X.________ circulait route de Satigny en direction
de la route du Mandement à une vitesse
inadaptée aux conditions de la route et
de la circulation, mettant ainsi en danger la
circulation. Avec les systèmes pour véhicules
prioritaires enclenchés, nous avons suivi le
chauffard à plus de 120 km/h. M. X.________ a
soudainement obliqué à droite sur ladite
route, empruntant la rue des Moulières. L'intéressé
a été intercepté au bout de cette rue
où la présente contravention lui a été notifiée
pour les motifs connus".
Invité par le Service des automobiles et de la navigation du Département de justice et police et des transports du canton de Genève (ci-après: SAN) à fournir ses observations, X.________ a indiqué par courrier du 8 septembre 2000 qu'il contestait avoir roulé à 120 km/h, sa vitesse n'ayant jamais excédé 60 à 80 km/h; chauffeur d'ambulance, il a invoqué son besoin professionnel de conduire. Après une suspension de la procédure, il a repris ses précédentes explications par courrier du 5 avril 2001.
En application de l'art. 16 al. 3 LCR, le SAN a prononcé le 18 avril 2001 le retrait du permis de conduire de X.________ pour une durée d'un mois.
B.- X.________ a saisi le Tribunal administratif genevois d'un recours contre cette décision. Entendu en audience de comparution personnelle le 27 juin 2001, il a exposé avoir payé la contravention. Il a requis l'audition des appointés A.________ et B.________, lesquels avaient rédigé le rapport de contravention. Entendu le 1er novembre 2001, l'appointé A.________ a confirmé le rapport. Il se souvenait que lui et son collègue avaient dû enclencher le gyrophare et les sirènes et que X.________ roulait à vive allure. Ils ont constaté une vitesse inadaptée faute de disposer de l'équipement permettant de contrôler la vitesse du véhicule poursuivi.
Présent à l'audience, X.________ a renoncé à l'audition de l'autre appointé. Il a précisé qu'il était possible qu'il ait circulé à une vitesse estimée à 100 km/h.
Par arrêt du 13 novembre 2001, le Tribunal administratif a rejeté le recours de X.________.

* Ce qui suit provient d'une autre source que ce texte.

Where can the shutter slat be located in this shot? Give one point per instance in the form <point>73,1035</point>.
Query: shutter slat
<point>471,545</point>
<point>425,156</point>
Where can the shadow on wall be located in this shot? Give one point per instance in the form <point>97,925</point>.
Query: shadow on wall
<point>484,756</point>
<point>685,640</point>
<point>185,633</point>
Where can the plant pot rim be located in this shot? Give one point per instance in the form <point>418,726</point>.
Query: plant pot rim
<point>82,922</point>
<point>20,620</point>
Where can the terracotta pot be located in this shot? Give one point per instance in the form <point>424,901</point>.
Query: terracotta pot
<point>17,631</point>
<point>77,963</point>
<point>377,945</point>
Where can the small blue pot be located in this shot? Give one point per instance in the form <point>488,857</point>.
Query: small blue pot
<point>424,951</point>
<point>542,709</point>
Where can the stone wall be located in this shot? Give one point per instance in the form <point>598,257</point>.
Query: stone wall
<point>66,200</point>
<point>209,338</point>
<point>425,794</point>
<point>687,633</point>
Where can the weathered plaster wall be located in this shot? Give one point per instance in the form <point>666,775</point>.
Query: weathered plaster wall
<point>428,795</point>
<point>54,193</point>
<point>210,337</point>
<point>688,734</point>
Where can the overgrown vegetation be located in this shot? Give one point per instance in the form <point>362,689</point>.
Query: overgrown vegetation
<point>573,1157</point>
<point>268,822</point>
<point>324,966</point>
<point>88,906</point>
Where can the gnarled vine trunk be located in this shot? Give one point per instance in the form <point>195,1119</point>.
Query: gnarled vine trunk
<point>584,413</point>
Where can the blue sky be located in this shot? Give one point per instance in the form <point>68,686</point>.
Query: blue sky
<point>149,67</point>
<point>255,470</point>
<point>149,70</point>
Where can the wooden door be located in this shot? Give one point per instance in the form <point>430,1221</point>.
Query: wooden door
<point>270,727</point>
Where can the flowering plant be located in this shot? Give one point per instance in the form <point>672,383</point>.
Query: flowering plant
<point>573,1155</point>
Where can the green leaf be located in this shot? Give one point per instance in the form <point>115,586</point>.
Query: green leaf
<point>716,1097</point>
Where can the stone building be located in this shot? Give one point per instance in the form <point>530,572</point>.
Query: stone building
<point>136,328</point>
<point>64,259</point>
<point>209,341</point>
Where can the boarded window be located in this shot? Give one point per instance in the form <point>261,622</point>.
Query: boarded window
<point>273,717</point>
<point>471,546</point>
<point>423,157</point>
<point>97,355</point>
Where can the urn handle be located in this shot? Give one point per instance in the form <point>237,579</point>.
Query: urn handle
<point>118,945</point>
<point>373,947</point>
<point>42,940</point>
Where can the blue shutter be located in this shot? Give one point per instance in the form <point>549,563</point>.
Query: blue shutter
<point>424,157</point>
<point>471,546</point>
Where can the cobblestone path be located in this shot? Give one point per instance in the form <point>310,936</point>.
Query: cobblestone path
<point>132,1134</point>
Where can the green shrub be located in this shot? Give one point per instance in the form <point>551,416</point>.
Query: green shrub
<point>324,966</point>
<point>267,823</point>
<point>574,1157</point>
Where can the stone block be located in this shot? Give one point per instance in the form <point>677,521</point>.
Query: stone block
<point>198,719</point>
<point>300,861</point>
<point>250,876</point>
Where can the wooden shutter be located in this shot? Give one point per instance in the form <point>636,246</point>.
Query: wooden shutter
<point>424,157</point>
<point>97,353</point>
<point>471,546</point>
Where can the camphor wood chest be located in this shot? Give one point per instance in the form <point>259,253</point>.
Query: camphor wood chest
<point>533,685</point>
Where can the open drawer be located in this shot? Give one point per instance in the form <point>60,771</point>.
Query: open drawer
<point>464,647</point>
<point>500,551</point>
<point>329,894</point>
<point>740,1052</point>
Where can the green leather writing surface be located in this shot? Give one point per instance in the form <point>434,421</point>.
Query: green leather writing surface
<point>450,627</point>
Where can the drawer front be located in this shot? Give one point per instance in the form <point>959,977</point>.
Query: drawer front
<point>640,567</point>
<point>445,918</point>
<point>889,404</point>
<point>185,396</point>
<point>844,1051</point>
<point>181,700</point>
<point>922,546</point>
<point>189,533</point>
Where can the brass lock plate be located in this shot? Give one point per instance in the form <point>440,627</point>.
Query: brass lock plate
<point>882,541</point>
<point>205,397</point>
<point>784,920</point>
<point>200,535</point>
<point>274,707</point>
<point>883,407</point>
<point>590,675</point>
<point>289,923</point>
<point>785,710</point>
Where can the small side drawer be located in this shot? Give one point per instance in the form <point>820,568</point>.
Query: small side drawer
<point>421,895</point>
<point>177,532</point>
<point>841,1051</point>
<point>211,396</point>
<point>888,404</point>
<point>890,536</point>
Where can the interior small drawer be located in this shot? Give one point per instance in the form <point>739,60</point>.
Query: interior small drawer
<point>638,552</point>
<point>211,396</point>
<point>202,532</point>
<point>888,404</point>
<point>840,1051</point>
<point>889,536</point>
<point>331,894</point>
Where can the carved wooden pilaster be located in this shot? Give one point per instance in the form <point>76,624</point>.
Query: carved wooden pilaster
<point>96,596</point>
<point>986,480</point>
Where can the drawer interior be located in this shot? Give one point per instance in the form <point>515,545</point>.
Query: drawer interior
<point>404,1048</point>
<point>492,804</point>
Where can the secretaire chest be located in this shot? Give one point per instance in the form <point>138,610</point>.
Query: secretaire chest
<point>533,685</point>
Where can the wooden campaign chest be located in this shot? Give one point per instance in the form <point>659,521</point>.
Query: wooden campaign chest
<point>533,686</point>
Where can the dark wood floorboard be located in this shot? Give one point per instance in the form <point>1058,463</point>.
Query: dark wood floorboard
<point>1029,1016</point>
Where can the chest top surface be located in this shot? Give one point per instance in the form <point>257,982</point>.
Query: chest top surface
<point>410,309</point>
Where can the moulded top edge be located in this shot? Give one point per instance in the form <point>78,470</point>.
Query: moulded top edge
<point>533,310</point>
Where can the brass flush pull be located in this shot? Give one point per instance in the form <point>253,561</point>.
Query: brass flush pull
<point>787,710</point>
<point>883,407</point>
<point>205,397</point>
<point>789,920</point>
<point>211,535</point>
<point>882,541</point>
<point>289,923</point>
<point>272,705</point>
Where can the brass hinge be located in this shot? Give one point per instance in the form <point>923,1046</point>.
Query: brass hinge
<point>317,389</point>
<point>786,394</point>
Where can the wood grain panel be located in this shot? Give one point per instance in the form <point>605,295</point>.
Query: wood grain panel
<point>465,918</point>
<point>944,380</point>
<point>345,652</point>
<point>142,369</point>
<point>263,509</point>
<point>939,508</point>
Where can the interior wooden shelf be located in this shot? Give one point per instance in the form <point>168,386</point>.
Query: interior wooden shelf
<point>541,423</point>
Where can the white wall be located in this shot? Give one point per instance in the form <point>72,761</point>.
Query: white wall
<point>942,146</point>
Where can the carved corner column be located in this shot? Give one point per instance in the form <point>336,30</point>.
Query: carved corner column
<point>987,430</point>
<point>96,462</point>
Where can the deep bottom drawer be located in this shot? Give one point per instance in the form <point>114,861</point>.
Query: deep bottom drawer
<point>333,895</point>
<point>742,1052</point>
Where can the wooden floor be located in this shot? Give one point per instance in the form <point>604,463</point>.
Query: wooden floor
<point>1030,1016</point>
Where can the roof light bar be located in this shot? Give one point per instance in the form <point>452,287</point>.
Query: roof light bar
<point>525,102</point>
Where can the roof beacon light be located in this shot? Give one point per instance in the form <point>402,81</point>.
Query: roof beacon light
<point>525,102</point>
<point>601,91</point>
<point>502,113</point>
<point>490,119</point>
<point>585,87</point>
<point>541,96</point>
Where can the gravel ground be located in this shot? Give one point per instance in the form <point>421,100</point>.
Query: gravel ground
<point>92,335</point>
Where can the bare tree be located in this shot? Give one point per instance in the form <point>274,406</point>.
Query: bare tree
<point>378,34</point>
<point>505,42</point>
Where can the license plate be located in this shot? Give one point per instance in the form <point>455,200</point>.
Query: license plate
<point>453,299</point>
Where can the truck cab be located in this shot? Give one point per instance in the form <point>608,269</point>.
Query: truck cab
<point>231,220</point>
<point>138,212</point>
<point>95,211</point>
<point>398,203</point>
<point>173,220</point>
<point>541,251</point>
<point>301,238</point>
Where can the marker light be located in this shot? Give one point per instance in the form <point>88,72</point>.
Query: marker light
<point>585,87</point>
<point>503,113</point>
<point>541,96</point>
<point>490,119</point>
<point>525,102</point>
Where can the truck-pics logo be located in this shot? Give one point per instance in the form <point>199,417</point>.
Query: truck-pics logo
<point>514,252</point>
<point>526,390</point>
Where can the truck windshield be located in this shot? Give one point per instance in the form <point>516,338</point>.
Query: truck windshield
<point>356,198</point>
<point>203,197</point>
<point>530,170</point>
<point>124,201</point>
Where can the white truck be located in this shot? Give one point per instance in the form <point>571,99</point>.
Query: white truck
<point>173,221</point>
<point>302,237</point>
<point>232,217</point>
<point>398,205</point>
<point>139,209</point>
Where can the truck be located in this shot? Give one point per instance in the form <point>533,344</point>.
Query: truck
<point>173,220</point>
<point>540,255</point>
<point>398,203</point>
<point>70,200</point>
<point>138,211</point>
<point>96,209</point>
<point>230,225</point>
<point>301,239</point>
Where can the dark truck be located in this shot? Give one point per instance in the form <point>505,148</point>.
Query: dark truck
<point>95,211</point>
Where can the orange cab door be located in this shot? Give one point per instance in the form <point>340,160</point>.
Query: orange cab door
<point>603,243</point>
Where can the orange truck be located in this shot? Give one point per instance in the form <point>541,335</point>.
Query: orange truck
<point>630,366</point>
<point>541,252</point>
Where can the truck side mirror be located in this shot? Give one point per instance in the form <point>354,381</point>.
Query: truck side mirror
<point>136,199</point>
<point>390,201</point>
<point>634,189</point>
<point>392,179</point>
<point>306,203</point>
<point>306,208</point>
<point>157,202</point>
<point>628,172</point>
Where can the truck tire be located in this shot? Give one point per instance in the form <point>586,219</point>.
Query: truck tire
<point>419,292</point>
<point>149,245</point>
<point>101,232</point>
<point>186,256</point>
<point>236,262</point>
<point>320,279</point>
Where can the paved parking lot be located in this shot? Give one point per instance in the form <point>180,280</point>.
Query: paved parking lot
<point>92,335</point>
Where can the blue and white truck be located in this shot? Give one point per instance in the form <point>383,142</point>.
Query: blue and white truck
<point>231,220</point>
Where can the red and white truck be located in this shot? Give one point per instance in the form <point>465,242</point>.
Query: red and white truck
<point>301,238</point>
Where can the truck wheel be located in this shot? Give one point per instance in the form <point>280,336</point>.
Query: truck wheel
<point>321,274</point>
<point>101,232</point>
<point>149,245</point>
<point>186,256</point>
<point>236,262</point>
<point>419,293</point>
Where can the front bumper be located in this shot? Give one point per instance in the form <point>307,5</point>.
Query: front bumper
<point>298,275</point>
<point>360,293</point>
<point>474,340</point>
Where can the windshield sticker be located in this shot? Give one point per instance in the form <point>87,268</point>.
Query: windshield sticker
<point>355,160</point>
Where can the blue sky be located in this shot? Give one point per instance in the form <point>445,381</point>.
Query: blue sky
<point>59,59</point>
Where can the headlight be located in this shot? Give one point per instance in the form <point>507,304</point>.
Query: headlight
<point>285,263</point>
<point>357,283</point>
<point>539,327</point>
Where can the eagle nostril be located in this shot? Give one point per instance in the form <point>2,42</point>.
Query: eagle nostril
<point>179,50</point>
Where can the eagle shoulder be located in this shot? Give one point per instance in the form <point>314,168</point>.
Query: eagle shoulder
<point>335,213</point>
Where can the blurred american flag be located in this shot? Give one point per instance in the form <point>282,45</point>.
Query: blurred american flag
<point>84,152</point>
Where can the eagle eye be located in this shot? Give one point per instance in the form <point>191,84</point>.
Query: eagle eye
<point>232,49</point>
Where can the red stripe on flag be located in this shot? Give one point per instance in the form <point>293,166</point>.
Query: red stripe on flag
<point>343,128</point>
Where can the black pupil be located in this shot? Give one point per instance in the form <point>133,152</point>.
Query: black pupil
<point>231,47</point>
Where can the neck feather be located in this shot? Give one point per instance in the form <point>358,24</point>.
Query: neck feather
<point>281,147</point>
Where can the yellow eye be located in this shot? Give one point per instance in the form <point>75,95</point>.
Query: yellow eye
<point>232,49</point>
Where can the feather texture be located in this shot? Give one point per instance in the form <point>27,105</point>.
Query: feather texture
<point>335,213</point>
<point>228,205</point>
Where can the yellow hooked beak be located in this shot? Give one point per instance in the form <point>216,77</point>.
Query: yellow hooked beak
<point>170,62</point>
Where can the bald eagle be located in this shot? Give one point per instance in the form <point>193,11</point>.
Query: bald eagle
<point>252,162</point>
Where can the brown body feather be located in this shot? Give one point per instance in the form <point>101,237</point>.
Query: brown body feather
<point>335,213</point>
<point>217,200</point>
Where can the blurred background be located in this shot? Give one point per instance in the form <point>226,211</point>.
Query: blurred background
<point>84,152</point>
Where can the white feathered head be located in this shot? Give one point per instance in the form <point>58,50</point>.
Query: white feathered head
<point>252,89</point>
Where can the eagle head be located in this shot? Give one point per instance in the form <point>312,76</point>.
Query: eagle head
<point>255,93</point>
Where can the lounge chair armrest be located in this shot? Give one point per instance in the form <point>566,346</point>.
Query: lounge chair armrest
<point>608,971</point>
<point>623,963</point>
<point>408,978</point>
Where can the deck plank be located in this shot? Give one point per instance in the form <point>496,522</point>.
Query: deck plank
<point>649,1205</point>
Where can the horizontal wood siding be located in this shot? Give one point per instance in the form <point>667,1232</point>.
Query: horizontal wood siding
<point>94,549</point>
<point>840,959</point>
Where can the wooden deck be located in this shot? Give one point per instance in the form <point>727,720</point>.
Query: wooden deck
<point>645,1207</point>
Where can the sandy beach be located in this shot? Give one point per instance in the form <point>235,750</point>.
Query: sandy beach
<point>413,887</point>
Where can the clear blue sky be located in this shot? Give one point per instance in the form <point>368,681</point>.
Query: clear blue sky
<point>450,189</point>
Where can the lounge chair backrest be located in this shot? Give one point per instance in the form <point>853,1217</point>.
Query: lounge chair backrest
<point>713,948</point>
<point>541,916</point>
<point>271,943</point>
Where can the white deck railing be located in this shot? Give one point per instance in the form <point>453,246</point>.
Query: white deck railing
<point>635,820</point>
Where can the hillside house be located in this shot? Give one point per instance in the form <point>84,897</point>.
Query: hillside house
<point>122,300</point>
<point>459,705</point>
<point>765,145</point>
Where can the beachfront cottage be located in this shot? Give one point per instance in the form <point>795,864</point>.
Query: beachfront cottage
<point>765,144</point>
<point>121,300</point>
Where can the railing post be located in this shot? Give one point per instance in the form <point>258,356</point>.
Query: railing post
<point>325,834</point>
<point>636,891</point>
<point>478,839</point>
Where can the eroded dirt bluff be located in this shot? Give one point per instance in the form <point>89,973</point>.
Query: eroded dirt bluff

C.- Celui-ci forme un recours de droit administratif au Tribunal fédéral contre cet arrêt. Il conclut principalement à son annulation et, subsidiairement, à ce qu'aucune mesure administrative ne soit prise à son encontre.
Le Tribunal administratif se réfère à son arrêt.
L'Office fédéral des routes conclut à l'admission du recours.
Considérant endroit :
1.- Le recours de droit administratif au Tribunal fédéral est ouvert contre une décision cantonale de dernière instance en matière de retrait du permis de conduire (art. 24 al. 2 LCR). Il peut être formé pour violation du droit fédéral, y compris l'excès ou l'abus du pouvoir d'appréciation (art. 104 let. a OJ). Le Tribunal fédéral n'est pas lié par les motifs invoqués, mais il ne peut aller au-delà des conclusions des parties (art. 114 al. 1 OJ). En revanche, lorsque, comme en l'espèce, le recours est dirigé contre la décision d'une autorité judiciaire, il est lié par les faits constatés dans l'arrêt attaqué, sauf s'ils sont manifestement inexacts ou incomplets ou s'ils ont été établis au mépris de règles essentielles de la procédure (art. 105 al. 2 OJ). Cela exclut largement la prise en compte d'un fait nouveau (ATF 125 II 217 consid. 3a p. 221).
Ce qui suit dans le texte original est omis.